# Final Production Model Training (RunPod)

Train the final production model using:
- **Baseline configuration** (no sentiment - best from ablation study)
- **Optuna-tuned hyperparameters** (Sharpe 2.28)

**Expected:** Sharpe ~1.6-2.0, Return ~45-55%, Drawdown <15%

In [None]:
# Cell 1: Setup
import os
import subprocess

REPO_URL = "https://github.com/nimeshk03/enhanced-rl-portfolio.git"
WORK_DIR = "/workspace/enhanced-rl-portfolio"

if os.path.exists(WORK_DIR):
    print("Pulling latest...")
    os.chdir(WORK_DIR)
    subprocess.run(["git", "pull"], check=True)
else:
    print("Cloning...")
    os.chdir("/workspace")
    subprocess.run(["git", "clone", REPO_URL], check=True)
    os.chdir(WORK_DIR)

print(f"Working directory: {os.getcwd()}")

In [None]:
# Cell 2: Install dependencies
!pip install -q stable-baselines3[extra] gymnasium pandas numpy

In [None]:
# Cell 4: Train Final Model
import os
import sys
import json
import numpy as np
import pandas as pd
from datetime import datetime

os.chdir("/workspace/enhanced-rl-portfolio")
sys.path.insert(0, "/workspace/enhanced-rl-portfolio")

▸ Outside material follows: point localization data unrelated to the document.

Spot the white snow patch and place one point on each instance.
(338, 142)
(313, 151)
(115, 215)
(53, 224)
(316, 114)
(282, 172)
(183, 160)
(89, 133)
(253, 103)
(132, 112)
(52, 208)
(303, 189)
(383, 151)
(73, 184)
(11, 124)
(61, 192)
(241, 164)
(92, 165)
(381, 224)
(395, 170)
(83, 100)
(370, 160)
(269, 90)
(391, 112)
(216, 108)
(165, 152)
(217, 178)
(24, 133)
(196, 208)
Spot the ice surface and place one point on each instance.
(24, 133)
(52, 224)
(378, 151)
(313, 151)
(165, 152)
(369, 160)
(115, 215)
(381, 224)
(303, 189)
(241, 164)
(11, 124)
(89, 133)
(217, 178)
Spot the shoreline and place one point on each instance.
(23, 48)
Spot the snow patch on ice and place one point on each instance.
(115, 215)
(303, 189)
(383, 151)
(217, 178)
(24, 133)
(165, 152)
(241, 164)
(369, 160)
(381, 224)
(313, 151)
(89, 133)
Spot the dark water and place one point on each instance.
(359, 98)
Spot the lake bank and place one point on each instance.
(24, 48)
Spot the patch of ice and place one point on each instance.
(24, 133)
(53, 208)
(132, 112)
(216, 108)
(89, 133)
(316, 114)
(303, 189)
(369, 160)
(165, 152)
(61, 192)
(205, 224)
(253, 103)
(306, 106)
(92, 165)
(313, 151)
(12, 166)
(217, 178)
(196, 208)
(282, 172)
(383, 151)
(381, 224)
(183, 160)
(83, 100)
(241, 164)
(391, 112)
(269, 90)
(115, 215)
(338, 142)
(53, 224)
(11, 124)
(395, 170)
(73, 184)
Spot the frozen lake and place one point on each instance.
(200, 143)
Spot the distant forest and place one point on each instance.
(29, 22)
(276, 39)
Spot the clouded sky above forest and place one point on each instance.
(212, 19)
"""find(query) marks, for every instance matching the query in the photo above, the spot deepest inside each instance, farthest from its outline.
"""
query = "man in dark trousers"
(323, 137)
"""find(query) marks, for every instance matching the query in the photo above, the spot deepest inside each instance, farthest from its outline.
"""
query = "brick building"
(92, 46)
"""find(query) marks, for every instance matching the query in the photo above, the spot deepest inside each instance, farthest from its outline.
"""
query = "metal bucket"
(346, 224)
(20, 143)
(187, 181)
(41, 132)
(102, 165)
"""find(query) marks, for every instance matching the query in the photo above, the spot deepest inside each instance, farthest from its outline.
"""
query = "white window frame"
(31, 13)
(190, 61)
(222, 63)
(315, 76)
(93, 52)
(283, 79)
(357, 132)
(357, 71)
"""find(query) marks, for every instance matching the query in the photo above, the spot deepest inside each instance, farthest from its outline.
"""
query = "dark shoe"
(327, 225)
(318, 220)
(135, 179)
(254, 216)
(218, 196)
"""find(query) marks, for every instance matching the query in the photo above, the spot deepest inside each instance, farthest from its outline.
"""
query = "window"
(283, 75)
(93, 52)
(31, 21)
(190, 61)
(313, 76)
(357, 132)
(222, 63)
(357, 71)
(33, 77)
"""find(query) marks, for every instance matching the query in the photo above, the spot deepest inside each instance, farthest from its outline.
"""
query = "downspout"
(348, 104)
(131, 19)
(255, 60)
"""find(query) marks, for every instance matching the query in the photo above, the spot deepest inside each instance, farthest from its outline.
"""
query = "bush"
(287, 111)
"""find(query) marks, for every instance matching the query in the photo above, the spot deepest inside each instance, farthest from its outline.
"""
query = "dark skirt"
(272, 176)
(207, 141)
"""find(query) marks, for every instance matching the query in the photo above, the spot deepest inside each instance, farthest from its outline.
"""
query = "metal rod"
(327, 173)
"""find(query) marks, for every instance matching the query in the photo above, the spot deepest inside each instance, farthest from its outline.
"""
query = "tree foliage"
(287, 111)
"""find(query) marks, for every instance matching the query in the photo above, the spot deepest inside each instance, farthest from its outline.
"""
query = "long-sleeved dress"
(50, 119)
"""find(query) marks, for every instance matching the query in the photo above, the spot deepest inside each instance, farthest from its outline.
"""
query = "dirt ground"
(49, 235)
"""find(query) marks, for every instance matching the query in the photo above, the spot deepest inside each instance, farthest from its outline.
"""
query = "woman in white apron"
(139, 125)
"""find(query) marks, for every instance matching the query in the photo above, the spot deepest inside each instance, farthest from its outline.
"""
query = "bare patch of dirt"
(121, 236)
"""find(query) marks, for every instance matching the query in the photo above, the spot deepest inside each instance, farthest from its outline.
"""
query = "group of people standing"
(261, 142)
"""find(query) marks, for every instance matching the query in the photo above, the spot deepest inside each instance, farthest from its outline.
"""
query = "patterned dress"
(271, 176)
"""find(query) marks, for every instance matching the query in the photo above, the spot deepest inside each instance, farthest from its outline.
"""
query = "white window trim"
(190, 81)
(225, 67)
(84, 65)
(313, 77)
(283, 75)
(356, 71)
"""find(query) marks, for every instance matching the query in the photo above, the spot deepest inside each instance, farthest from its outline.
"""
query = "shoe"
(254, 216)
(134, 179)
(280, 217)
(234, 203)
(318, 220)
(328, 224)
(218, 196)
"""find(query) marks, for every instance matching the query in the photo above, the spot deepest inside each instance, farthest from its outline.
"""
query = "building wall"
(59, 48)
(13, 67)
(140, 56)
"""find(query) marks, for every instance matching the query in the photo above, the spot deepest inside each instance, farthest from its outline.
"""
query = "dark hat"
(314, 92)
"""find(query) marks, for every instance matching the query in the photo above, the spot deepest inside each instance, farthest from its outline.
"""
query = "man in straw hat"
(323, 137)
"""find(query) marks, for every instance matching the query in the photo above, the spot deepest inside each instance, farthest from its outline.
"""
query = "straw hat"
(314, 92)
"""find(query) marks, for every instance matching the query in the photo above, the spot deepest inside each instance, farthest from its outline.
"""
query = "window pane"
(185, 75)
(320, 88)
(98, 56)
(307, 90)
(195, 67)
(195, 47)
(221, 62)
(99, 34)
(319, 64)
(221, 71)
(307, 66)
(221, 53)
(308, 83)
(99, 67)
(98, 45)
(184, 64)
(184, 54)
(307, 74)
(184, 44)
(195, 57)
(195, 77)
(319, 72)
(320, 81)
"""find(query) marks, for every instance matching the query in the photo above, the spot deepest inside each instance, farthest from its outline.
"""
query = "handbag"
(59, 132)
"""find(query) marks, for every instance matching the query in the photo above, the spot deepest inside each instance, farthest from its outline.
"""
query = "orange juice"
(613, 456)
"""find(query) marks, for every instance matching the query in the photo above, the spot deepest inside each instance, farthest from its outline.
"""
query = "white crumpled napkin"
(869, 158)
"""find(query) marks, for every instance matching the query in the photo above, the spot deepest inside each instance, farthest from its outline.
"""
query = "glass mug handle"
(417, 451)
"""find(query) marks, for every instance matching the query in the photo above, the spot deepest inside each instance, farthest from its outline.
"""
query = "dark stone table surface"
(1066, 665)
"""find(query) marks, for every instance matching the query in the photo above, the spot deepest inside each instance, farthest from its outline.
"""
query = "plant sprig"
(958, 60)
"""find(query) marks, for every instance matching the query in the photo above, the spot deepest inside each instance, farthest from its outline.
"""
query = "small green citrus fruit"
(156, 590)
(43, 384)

from stable_baselines3 import PPO
from stable_baselines3.common.vec_env import DummyVecEnv
from src.env.enhanced_portfolio_env import EnhancedPortfolioEnv
from src.data.enhanced_processor import EnhancedDataProcessor

# ============ CONFIGURATION ============
EXPERIMENT_NAME = "final_production_model"
TOTAL_TIMESTEPS = 1_500_000

# Optuna-tuned hyperparameters (Trial 21, Sharpe 2.28)
PPO_CONFIG = {
    "learning_rate": 0.000812,
    "n_steps": 2048,
    "batch_size": 64,
    "n_epochs": 10,
    "gamma": 0.992,
    "gae_lambda": 0.95,
    "clip_range": 0.2,
    "ent_coef": 0.0024,
    "vf_coef": 0.428,
    "max_grad_norm": 0.769,
}

POLICY_KWARGS = {"net_arch": [256, 256]}

TECH_INDICATORS = [
    'macd', 'boll_ub', 'boll_lb', 'rsi_30', 'cci_30', 'dx_30',
    'close_30_sma', 'close_60_sma', 'vix', 'turbulence'
]

# ============ LOAD DATA ============
print("Loading data...")
processor = EnhancedDataProcessor(
    price_path="data/processed_data.csv",
    sentiment_path="data/historical_sentiment_complete.csv"
)
train_df, test_df = processor.get_train_test_split(
    train_end="2024-06-30",
    test_start="2024-07-01"
)

# Prepare data with day index for environment
def prepare_env_data(df):
    df = df.copy()
    df = df.sort_values(['date', 'tic']).reset_index(drop=True)
    dates = sorted(df['date'].unique())
    date_to_day = {date: i for i, date in enumerate(dates)}
    df['day'] = df['date'].map(date_to_day)
    return df.set_index('day')

train_data = prepare_env_data(train_df)
test_data = prepare_env_data(test_df)

print(f"Train: {len(train_data)} records, {train_data.index.nunique()} days")
print(f"Test: {len(test_data)} records, {test_data.index.nunique()} days")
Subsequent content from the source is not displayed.